Central Grocers Cooperative, founded in 1917 as Central Wholesale Grocers, was a retailers' cooperative based in Joliet, Illinois, near Chicago. It distributed both brand name and private label goods branded as Centrella and Silver Cup Value Buy to about 400 member-owner grocery stores in Iowa, Indiana, Illinois, and Wisconsin.

It supplied several grocery stores in Indiana and Illinois, including Strack & Van Til (acquired in 1998), Town & Country, Key Market, and Ultra Foods. It also purchased a number of former Cub Foods locations in the Chicago area, some of which it operated as Strack and Van Til and Ultra Foods. Also Gray's Foods in Rockford. Fellow co-op Certified Grocers Midwest merged into Central Grocers in 2008. Prior to 2009, the company was headquartered in Franklin Park, Illinois.

As of 2013, it was the seventh largest grocery cooperative in the United States, with over $2 billion on consolidated annual sales.
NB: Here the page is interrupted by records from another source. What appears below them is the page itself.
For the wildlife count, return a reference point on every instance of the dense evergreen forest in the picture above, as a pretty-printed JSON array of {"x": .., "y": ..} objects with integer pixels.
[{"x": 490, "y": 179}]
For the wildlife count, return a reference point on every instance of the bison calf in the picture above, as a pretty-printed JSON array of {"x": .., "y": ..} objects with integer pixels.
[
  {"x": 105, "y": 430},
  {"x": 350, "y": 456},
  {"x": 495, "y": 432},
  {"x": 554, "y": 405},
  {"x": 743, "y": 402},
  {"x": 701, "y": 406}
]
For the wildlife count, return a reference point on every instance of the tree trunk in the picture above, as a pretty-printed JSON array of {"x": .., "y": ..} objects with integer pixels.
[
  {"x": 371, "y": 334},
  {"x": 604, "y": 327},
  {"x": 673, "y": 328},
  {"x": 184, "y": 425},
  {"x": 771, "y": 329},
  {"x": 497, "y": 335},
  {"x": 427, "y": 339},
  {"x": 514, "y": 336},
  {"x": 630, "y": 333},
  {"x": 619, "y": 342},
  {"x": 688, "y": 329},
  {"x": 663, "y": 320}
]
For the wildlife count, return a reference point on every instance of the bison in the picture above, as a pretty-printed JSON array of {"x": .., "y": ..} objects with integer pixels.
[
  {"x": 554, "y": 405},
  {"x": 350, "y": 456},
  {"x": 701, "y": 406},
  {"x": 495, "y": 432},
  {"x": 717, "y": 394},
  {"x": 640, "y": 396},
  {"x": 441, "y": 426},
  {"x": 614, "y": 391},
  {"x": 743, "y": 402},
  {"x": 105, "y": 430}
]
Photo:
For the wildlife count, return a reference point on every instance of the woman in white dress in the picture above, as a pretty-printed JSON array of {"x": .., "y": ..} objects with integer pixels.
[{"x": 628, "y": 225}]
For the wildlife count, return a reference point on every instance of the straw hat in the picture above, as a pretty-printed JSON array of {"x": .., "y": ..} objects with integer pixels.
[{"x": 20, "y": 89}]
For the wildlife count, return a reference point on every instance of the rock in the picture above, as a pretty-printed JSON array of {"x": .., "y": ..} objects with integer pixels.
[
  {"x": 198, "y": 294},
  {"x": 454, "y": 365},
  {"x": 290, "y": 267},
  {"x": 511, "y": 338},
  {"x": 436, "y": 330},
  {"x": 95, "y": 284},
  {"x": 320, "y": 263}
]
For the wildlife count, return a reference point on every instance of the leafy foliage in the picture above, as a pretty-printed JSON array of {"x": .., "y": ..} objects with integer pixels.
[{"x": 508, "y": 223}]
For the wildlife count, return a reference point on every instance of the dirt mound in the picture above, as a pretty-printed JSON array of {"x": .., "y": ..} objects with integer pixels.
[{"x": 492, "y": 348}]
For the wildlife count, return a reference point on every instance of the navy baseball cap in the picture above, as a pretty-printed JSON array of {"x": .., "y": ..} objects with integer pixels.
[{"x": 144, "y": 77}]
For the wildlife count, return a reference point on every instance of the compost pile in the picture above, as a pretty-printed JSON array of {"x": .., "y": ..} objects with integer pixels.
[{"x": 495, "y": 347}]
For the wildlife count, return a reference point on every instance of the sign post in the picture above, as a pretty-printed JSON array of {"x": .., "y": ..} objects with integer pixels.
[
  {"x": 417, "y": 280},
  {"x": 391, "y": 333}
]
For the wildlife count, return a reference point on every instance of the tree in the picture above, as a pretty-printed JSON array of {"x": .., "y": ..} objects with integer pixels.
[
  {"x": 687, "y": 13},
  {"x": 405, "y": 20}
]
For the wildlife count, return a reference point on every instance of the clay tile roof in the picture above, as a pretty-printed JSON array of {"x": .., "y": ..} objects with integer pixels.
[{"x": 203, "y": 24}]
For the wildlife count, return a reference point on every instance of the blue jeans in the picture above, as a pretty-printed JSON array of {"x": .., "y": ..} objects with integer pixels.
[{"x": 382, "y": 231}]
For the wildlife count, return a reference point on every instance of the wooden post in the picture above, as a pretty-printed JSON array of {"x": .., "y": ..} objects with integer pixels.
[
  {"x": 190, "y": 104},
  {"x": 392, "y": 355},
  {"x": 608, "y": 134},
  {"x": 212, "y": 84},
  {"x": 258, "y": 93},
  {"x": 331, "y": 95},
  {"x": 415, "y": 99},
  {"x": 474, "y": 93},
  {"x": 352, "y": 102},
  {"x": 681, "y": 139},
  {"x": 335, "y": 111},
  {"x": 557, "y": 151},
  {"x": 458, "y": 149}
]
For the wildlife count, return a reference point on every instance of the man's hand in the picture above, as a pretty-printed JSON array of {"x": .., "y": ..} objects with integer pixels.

On May 2, 2017, an involuntary petition under Chapter 7 of the U.S. Bankruptcy Code was filed against Central Grocers, Inc., in the U.S. Bankruptcy Court for the Northern District of Illinois. The petitioning creditors were The Coca-Cola Company, General Mills, Inc., Mars Financial Services, and Post Consumer Brands. On May 4, 2017, Central Grocers filed for Chapter 11 bankruptcy and plans to close their distribution center and sell 22 of its Strack and Van Til stores, plus seven of its Ultra stores. SuperValu subsequently agreed to buy the distribution center.